Mr. Fogus has good taste.
Programmers Guide to the 1802
is new to me. I guess I need to read it.
The other five books, though, are in my own pantheon influential
programming books. Some readers may be unfamiliar with these
books or the acronyms, or aware that so many of them are
available free online. Here are a few links and details:
-
Thinking Forth
teaches us how to program in Forth, a concatenative language
in which programs run against a global stack. As Fogus
writes, though, Brodie teaches us so much more. He teaches
a way to think about programs.
- SICP is
Structure and Interpretation of Computer Programs,
hailed by many as the greatest book on computer programming
ever written. I am sympathetic to this claim.
- AMOP is
The Art of the Metaobject Protocol,
a gem of a book that far too few programmers know about.
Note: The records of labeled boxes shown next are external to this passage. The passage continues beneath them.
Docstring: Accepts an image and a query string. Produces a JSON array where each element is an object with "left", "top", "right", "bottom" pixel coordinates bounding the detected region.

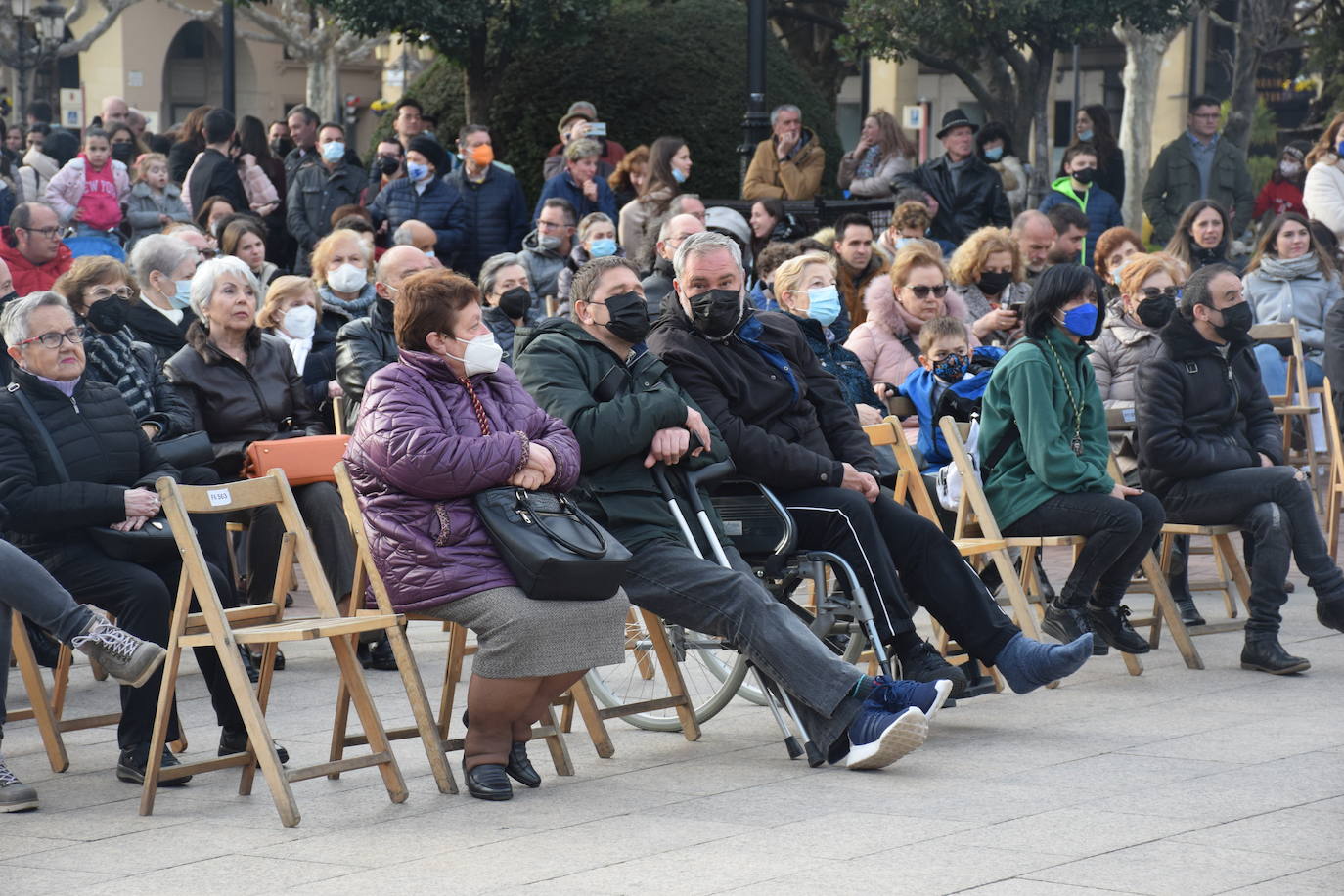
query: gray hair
[
  {"left": 564, "top": 137, "right": 603, "bottom": 161},
  {"left": 672, "top": 230, "right": 741, "bottom": 280},
  {"left": 191, "top": 255, "right": 262, "bottom": 318},
  {"left": 475, "top": 252, "right": 527, "bottom": 295},
  {"left": 0, "top": 291, "right": 75, "bottom": 345},
  {"left": 128, "top": 234, "right": 197, "bottom": 289}
]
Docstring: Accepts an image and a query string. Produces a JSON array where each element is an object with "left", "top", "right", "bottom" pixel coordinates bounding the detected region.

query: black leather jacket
[
  {"left": 336, "top": 298, "right": 396, "bottom": 432},
  {"left": 164, "top": 321, "right": 323, "bottom": 479},
  {"left": 891, "top": 156, "right": 1012, "bottom": 245},
  {"left": 1136, "top": 313, "right": 1283, "bottom": 498}
]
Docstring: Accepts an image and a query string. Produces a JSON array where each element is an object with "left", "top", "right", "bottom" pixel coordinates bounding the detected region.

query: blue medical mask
[
  {"left": 168, "top": 280, "right": 191, "bottom": 307},
  {"left": 589, "top": 237, "right": 615, "bottom": 258},
  {"left": 1063, "top": 302, "right": 1098, "bottom": 338},
  {"left": 323, "top": 140, "right": 345, "bottom": 162},
  {"left": 808, "top": 284, "right": 840, "bottom": 327}
]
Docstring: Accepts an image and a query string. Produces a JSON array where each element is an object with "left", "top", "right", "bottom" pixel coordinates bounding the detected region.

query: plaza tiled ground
[{"left": 0, "top": 561, "right": 1344, "bottom": 896}]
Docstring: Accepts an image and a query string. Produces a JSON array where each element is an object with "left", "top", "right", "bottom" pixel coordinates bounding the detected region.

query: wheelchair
[{"left": 587, "top": 461, "right": 891, "bottom": 753}]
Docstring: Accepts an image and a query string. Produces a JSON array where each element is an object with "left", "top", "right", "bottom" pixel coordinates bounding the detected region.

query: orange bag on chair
[{"left": 244, "top": 435, "right": 349, "bottom": 485}]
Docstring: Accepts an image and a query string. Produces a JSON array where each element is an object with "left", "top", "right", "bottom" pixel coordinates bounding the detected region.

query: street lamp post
[{"left": 10, "top": 0, "right": 66, "bottom": 122}]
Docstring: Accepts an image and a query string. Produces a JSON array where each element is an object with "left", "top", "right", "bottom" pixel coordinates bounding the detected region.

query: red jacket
[
  {"left": 1251, "top": 177, "right": 1307, "bottom": 220},
  {"left": 0, "top": 227, "right": 74, "bottom": 295}
]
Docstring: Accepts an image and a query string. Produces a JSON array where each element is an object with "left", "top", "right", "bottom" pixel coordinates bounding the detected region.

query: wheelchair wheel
[{"left": 587, "top": 608, "right": 765, "bottom": 731}]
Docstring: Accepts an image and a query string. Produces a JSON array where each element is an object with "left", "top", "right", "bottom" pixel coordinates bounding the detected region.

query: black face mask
[
  {"left": 85, "top": 298, "right": 126, "bottom": 334},
  {"left": 1135, "top": 295, "right": 1176, "bottom": 329},
  {"left": 976, "top": 270, "right": 1012, "bottom": 295},
  {"left": 1214, "top": 302, "right": 1255, "bottom": 342},
  {"left": 691, "top": 289, "right": 746, "bottom": 339},
  {"left": 499, "top": 287, "right": 532, "bottom": 320},
  {"left": 606, "top": 291, "right": 650, "bottom": 345}
]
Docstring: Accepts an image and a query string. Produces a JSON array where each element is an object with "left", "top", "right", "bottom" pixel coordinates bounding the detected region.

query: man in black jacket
[
  {"left": 336, "top": 246, "right": 437, "bottom": 432},
  {"left": 650, "top": 233, "right": 1092, "bottom": 695},
  {"left": 1137, "top": 265, "right": 1344, "bottom": 674},
  {"left": 891, "top": 109, "right": 1012, "bottom": 245}
]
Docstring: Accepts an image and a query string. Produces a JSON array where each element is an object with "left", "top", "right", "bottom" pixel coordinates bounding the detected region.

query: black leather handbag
[
  {"left": 8, "top": 382, "right": 177, "bottom": 562},
  {"left": 475, "top": 486, "right": 630, "bottom": 601}
]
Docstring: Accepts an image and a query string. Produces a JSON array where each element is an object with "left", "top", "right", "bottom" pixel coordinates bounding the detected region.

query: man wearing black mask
[
  {"left": 1136, "top": 265, "right": 1344, "bottom": 674},
  {"left": 645, "top": 233, "right": 1092, "bottom": 695}
]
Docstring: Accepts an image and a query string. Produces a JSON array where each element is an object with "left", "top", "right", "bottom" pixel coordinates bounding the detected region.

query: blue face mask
[
  {"left": 1064, "top": 302, "right": 1098, "bottom": 338},
  {"left": 808, "top": 284, "right": 840, "bottom": 327},
  {"left": 168, "top": 280, "right": 191, "bottom": 307}
]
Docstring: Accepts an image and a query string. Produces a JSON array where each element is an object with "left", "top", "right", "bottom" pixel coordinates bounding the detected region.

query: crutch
[{"left": 653, "top": 461, "right": 820, "bottom": 763}]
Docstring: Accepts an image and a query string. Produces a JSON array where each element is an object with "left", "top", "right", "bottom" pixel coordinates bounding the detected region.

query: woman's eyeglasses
[
  {"left": 906, "top": 284, "right": 948, "bottom": 299},
  {"left": 19, "top": 327, "right": 85, "bottom": 348}
]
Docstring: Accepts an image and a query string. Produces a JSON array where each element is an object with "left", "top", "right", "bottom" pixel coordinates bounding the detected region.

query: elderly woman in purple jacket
[{"left": 345, "top": 270, "right": 626, "bottom": 799}]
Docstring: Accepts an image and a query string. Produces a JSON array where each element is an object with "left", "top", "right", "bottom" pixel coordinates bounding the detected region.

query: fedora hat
[{"left": 937, "top": 108, "right": 980, "bottom": 140}]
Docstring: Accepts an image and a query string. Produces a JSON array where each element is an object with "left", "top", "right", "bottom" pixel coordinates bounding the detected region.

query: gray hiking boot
[
  {"left": 0, "top": 756, "right": 37, "bottom": 811},
  {"left": 69, "top": 616, "right": 168, "bottom": 688}
]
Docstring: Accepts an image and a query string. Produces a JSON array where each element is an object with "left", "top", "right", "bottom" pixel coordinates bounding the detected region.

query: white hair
[
  {"left": 0, "top": 291, "right": 75, "bottom": 345},
  {"left": 672, "top": 230, "right": 741, "bottom": 280},
  {"left": 191, "top": 255, "right": 262, "bottom": 318}
]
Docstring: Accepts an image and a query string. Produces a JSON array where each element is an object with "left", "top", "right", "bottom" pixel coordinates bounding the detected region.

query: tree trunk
[
  {"left": 305, "top": 43, "right": 344, "bottom": 121},
  {"left": 1113, "top": 22, "right": 1176, "bottom": 233}
]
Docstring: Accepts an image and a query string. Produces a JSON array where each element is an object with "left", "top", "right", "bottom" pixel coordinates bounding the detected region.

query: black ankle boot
[
  {"left": 1242, "top": 636, "right": 1312, "bottom": 676},
  {"left": 504, "top": 740, "right": 542, "bottom": 787}
]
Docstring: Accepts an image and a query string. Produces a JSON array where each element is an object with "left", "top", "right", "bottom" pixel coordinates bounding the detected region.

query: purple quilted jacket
[{"left": 345, "top": 350, "right": 579, "bottom": 609}]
It presents a very different and more general kind of OOP
than most people learn, the kind possible in a language like
Common Lisp. I don't know of an authorized online version
of this book, but there is
an HTML copy
available.
-
Object-Oriented Software Construction
is Bertrand Meyer's opus on OOP. It did not affect me as
deeply as the other books on this list, but it presents the
most complete, internally consistent software engineering
philosophy of OOP that I know of. Again, there seems to be
an unauthorized version
online.
- I love Smalltalk Best Practice Patterns and have
mentioned it a couple of times over the years [
1
|
2
]. Ounce for ounce, it contains more practical wisdom for
programming in the trenches than any book I've read. Don't
let "Smalltalk" in the title fool you; this book will help
you become a better programmer in almost any language and
any style. I have a PDF of a pre-production draft of SBPP,
and Stephane Ducasse has posted
a free online copy,
with Kent's blessing.
|
There is one book on my own list that Fogus did not mention:
Paradigms of Artificial Intelligence Programming,
by Peter Norvig. It holds perhaps the top position in my
personal pantheon. Subtitled "Case Studies in Common Lisp",
this book teaches Common Lisp, AI programming, software
engineering, and a host of other topics in a classical case
studies fashion. When you finish working through this book,
you are not only a better programmer; you also have working
versions of a dozen classic AI programs and a couple of
language interpreters.
Reading Fogus's paragraph of λove for Thinking
Forth brought to mind how I felt when I discovered
PAIP as a young assistant professor. I once wrote
a short blog entry
praising it. May these paragraphs stand as a greater testimony
of my affection.
I've learned a lot from other books over the years, both books
that would fit well on this list (in particular,
A Programming Language
by Kenneth Iverson) and others that belong on a different list
(say,
Gödel, Escher, Bach
-- an almost incomparable book). But I treasure certain
programming books in a very personal way.